Amongst the cases included in the collection is an 1859 attempt by an engineer called Henry Robinson to divorce his wife Isabella, after he discovered a detailed account of an affair with a younger man in her diary. She, however, said the account was fictional, brought on my hallucinations associated with a “disease of the womb” and the jury accepted her claims.
The case became the basis of the book Mrs Robinson’s Disgrace by Kate Summerscale published last year.
Also available are documents relating to the 1890 divorce of Katharine ‘Kitty’ O’Shea, in which Irish politician and leading home rule campaigner Charles Stewart Parnell was cited as co-respondent.
Divorce was rare in the 19th Century, due to high costs and strict laws – only around 1,200 were granted each year, the Mail reports, compared to at least 120,000 per year now.
Couples could not divorce by mutual consent so staged adultery was common. Miriam Silverman, an historian at Ancestery.co.uk, tells the Telegraph: “As couples needed a reason to divorce, fake adultery ‘evidence’ wasn’t uncommon. The gentleman would often hire a hotel room, where a paid-for ‘mistress’ would partially undress and they would both sit on the edge of the bed. The wife would then burst in at a pre-arranged time with a detective and photographer, to catch her husband in the act. Such evidence was eventually seen for what it was and dismissed in court as collusive, but for many years this was a tool available for those desperate to divorce.”

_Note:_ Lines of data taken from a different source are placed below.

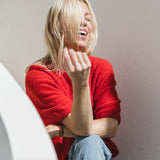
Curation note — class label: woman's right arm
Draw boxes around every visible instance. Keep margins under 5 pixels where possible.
[62,48,93,136]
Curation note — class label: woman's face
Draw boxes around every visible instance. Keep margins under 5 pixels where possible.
[66,1,92,51]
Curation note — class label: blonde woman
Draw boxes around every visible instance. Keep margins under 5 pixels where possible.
[25,0,120,160]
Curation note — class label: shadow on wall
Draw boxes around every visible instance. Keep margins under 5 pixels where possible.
[0,115,13,160]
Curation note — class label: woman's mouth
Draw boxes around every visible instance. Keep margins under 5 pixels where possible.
[78,29,88,39]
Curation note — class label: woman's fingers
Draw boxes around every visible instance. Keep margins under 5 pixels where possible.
[82,53,91,68]
[77,52,88,69]
[69,49,82,71]
[64,48,91,72]
[63,48,75,72]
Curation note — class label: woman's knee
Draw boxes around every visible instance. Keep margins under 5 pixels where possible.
[69,134,112,160]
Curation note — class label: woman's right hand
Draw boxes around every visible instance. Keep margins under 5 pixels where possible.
[63,48,91,86]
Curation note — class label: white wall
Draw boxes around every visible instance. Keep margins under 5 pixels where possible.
[0,0,160,160]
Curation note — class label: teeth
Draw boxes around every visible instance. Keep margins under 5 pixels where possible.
[78,31,87,36]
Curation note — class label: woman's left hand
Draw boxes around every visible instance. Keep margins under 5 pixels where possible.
[46,124,60,138]
[63,48,91,86]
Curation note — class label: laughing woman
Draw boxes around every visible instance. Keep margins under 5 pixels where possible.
[25,0,120,160]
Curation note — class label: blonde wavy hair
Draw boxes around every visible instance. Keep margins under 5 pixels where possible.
[26,0,98,72]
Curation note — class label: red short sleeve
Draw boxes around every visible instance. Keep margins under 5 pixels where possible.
[94,60,120,123]
[25,66,72,125]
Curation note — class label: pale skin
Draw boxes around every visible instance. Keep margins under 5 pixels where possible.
[46,2,118,138]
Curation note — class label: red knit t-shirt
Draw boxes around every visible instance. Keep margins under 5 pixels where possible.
[25,56,120,160]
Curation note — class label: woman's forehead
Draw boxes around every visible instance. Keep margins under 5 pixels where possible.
[78,1,90,15]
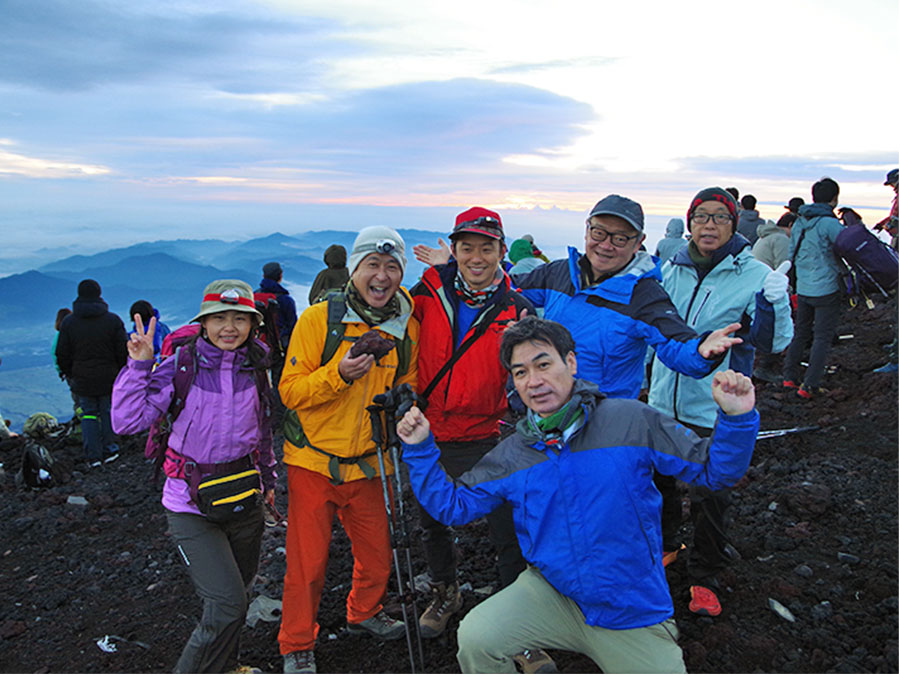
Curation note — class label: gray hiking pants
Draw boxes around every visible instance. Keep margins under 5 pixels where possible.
[166,506,263,673]
[456,567,685,673]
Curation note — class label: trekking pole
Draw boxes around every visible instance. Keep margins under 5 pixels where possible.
[384,396,425,670]
[366,404,425,673]
[756,424,819,441]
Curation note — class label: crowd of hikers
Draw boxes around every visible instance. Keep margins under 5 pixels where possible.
[3,169,897,673]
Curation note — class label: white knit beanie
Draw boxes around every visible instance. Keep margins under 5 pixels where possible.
[347,225,406,274]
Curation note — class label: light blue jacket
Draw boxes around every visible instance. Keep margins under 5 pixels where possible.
[513,247,725,398]
[788,204,843,298]
[647,234,805,428]
[403,380,759,630]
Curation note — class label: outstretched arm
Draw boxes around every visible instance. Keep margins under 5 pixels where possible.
[413,238,450,266]
[397,407,503,525]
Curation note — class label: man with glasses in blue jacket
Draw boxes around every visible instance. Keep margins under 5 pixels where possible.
[513,195,740,398]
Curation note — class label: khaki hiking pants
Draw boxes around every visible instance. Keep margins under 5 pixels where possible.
[456,566,685,673]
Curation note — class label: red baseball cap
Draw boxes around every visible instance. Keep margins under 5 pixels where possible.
[450,206,503,241]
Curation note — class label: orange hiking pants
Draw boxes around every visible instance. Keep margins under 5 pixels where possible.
[278,464,391,654]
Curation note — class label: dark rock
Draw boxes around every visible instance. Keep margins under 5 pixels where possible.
[350,330,396,361]
[809,600,834,621]
[794,565,813,579]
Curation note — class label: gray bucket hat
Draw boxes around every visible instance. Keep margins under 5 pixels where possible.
[191,279,263,322]
[586,195,644,234]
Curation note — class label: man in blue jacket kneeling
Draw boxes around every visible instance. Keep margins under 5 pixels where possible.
[397,316,759,673]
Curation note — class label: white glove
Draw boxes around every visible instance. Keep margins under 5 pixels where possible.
[763,260,791,303]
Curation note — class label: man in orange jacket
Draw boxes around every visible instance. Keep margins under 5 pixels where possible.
[278,227,419,673]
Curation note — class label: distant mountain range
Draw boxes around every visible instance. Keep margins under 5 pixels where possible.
[0,230,445,428]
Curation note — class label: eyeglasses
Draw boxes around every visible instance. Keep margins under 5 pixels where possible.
[375,239,397,255]
[587,221,641,248]
[691,211,734,225]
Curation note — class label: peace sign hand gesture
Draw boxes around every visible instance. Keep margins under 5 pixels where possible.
[128,314,156,361]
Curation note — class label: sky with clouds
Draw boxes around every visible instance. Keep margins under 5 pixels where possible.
[0,0,900,275]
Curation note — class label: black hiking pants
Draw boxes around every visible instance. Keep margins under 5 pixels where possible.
[417,438,525,588]
[654,422,731,590]
[166,505,264,673]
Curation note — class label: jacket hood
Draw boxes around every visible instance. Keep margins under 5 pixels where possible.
[509,239,534,263]
[259,277,290,295]
[666,218,684,239]
[72,298,109,317]
[324,244,347,269]
[794,204,835,223]
[756,220,787,239]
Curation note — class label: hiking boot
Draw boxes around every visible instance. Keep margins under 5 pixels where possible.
[347,610,406,640]
[513,649,559,673]
[419,581,462,638]
[797,384,828,401]
[284,649,316,673]
[688,586,722,616]
[663,544,685,567]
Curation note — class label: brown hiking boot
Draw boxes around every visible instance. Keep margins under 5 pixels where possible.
[419,581,462,638]
[513,649,559,673]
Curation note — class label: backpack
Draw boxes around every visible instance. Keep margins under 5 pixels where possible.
[16,438,59,488]
[282,291,412,485]
[144,338,272,481]
[833,221,898,302]
[253,291,284,363]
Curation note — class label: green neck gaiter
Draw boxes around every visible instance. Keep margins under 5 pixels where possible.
[344,279,401,326]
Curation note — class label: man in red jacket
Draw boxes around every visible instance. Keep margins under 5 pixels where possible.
[411,207,535,656]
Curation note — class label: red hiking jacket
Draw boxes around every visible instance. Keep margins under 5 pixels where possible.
[410,262,535,442]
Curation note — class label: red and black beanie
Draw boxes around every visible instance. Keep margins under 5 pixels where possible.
[687,188,737,234]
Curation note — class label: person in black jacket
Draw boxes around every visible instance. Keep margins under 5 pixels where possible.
[56,279,128,467]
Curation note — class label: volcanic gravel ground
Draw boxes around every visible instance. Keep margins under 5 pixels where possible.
[0,302,898,673]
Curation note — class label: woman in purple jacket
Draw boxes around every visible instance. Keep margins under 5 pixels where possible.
[112,279,276,673]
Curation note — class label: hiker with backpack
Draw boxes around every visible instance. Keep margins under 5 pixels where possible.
[112,279,276,673]
[278,226,419,673]
[410,207,549,672]
[128,300,172,363]
[783,177,843,400]
[253,262,297,351]
[309,244,350,305]
[56,279,128,469]
[647,187,793,616]
[397,316,759,673]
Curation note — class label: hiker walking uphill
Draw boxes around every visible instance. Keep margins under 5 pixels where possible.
[309,244,350,305]
[112,279,276,673]
[415,195,740,398]
[278,227,419,673]
[411,207,543,660]
[653,218,687,264]
[397,316,759,673]
[513,195,739,398]
[784,178,842,399]
[56,279,128,468]
[736,195,766,246]
[647,188,793,616]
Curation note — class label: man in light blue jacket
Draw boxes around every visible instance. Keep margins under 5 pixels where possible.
[784,178,842,399]
[648,188,794,616]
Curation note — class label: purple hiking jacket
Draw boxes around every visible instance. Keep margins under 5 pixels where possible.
[111,339,276,514]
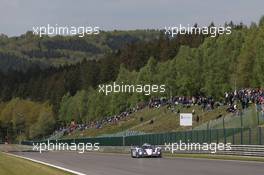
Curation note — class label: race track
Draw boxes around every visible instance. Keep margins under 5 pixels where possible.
[11,152,264,175]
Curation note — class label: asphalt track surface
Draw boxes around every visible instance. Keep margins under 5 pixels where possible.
[14,152,264,175]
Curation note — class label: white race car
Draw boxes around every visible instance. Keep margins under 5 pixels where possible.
[131,143,162,158]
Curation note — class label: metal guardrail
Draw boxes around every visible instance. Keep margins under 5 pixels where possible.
[161,145,264,157]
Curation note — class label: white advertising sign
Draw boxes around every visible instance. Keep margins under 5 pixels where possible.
[180,113,192,126]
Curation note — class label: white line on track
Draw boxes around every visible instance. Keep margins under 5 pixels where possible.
[3,152,86,175]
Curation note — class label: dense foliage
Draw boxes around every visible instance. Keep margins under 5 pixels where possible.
[0,18,264,141]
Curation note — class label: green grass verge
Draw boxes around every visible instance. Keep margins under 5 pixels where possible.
[163,153,264,162]
[0,152,70,175]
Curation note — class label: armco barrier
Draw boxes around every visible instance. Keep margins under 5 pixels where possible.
[22,127,264,146]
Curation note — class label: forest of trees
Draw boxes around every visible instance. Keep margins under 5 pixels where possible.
[0,17,264,142]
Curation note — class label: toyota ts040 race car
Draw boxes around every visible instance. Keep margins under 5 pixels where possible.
[131,143,161,158]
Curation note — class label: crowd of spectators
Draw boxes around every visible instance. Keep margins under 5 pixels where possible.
[51,89,264,134]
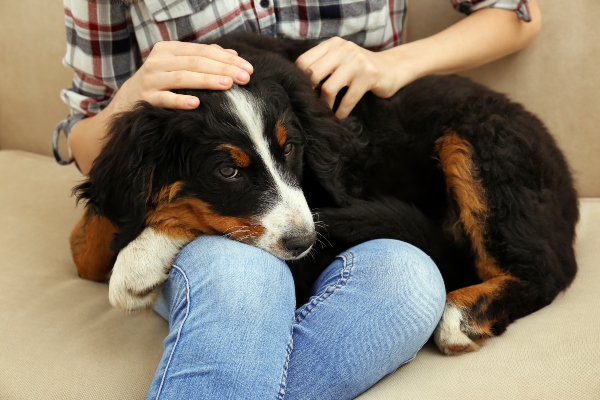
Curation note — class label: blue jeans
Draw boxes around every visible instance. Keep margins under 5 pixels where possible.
[147,236,445,399]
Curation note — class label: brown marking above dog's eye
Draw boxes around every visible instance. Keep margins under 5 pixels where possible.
[275,120,287,147]
[217,144,250,168]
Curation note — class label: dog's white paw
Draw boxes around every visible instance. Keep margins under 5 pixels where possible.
[108,228,189,313]
[433,302,479,355]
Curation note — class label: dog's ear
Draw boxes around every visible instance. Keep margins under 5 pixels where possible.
[282,69,365,205]
[73,102,179,251]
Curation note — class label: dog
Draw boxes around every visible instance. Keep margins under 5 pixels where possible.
[71,35,578,355]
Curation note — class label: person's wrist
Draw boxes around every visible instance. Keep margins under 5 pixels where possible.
[376,45,428,97]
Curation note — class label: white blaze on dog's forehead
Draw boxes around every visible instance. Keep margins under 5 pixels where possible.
[226,88,314,260]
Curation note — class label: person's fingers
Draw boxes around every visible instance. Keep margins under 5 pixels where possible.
[321,64,355,108]
[163,71,240,90]
[148,91,200,110]
[163,56,250,85]
[335,77,369,119]
[149,41,254,74]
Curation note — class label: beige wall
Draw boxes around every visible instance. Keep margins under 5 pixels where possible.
[0,0,73,155]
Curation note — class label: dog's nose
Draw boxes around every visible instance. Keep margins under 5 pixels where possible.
[282,231,317,257]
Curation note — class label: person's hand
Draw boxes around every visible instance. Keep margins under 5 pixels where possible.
[296,37,412,119]
[111,41,253,111]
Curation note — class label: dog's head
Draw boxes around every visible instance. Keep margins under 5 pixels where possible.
[76,50,354,260]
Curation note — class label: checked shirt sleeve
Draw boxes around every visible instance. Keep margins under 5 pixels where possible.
[53,0,141,164]
[450,0,531,22]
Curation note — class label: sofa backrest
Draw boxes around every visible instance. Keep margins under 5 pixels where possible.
[0,0,600,197]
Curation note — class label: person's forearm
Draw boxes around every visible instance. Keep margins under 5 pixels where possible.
[69,99,116,175]
[388,0,541,79]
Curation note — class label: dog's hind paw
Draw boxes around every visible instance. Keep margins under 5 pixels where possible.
[433,302,480,356]
[108,228,187,313]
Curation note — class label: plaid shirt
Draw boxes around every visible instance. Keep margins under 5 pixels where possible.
[53,0,529,164]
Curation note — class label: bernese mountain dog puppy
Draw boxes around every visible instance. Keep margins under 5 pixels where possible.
[71,35,578,354]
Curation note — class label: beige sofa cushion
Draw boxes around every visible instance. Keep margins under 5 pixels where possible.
[0,150,167,400]
[0,150,600,400]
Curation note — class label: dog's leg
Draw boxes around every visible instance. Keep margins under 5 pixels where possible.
[434,134,575,355]
[69,209,117,282]
[108,227,193,313]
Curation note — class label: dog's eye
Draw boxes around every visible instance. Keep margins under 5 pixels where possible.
[219,167,239,179]
[283,143,294,157]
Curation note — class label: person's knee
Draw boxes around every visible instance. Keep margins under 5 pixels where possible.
[174,236,294,307]
[351,239,446,325]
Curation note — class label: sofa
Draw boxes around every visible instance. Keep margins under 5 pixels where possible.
[0,0,600,400]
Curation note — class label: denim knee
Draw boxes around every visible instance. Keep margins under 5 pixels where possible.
[348,239,446,341]
[169,236,295,318]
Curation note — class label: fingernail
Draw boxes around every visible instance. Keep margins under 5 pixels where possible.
[240,61,254,74]
[219,76,231,86]
[235,71,250,82]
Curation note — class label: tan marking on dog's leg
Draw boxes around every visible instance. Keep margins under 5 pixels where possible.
[434,133,516,354]
[69,209,117,282]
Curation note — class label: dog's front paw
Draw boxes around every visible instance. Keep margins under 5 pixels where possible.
[433,302,480,356]
[108,228,188,313]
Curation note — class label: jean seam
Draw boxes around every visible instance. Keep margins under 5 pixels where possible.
[277,318,294,400]
[156,265,190,400]
[294,251,355,324]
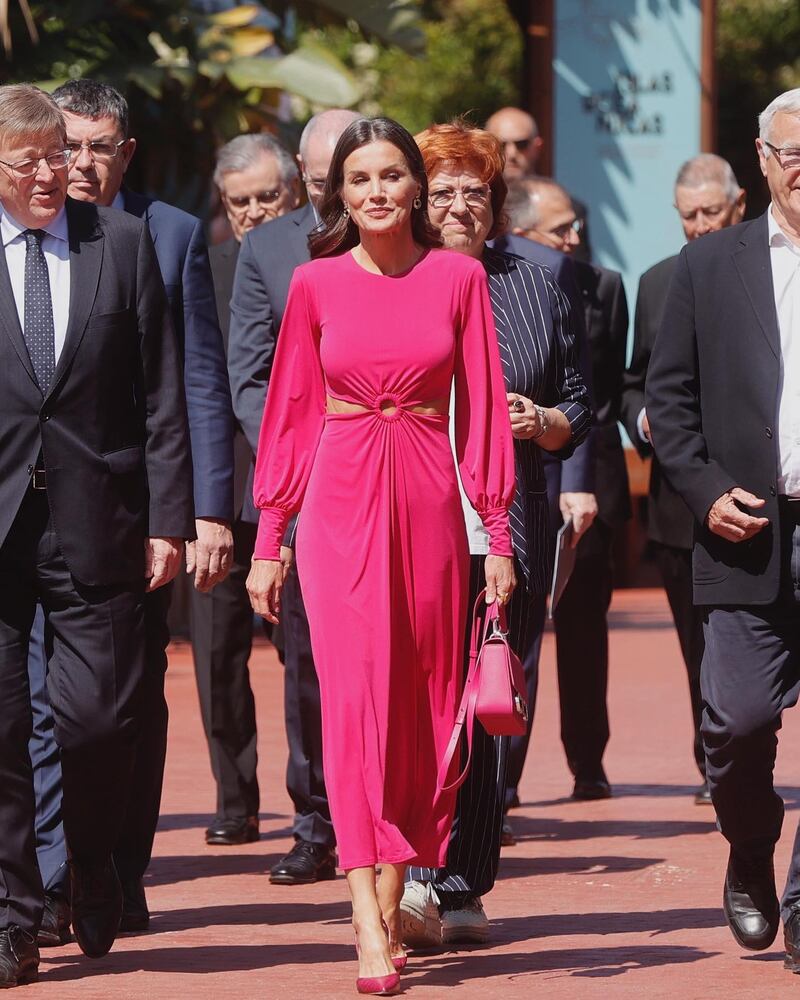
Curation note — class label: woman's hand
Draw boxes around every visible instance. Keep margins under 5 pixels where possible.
[247,559,286,625]
[506,392,542,441]
[484,556,517,604]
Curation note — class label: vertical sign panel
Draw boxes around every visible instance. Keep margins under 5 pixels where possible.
[553,0,702,313]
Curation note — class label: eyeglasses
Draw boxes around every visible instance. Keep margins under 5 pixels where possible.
[225,188,283,212]
[303,174,325,194]
[428,184,491,208]
[548,219,583,240]
[0,149,72,177]
[67,139,128,163]
[764,139,800,170]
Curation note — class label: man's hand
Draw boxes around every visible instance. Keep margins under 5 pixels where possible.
[506,392,542,441]
[706,486,769,542]
[144,538,183,591]
[558,493,597,549]
[186,517,233,594]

Prior to 1858, divorce fell under the jurisdiction of the Church of England, only becoming a civil matter with the introduction of new legislation that year.
Until as late as 1923, men could divorce wives on the grounds of adultery alone while wives could not initiate divorce proceedings without some additional reason, such as desertion or battery (domestic violence).
Despite this, the Mail reports, around half of petitions from the period were initiated by women, with failure to consummate the marriage frequently cited as grounds for the divorce.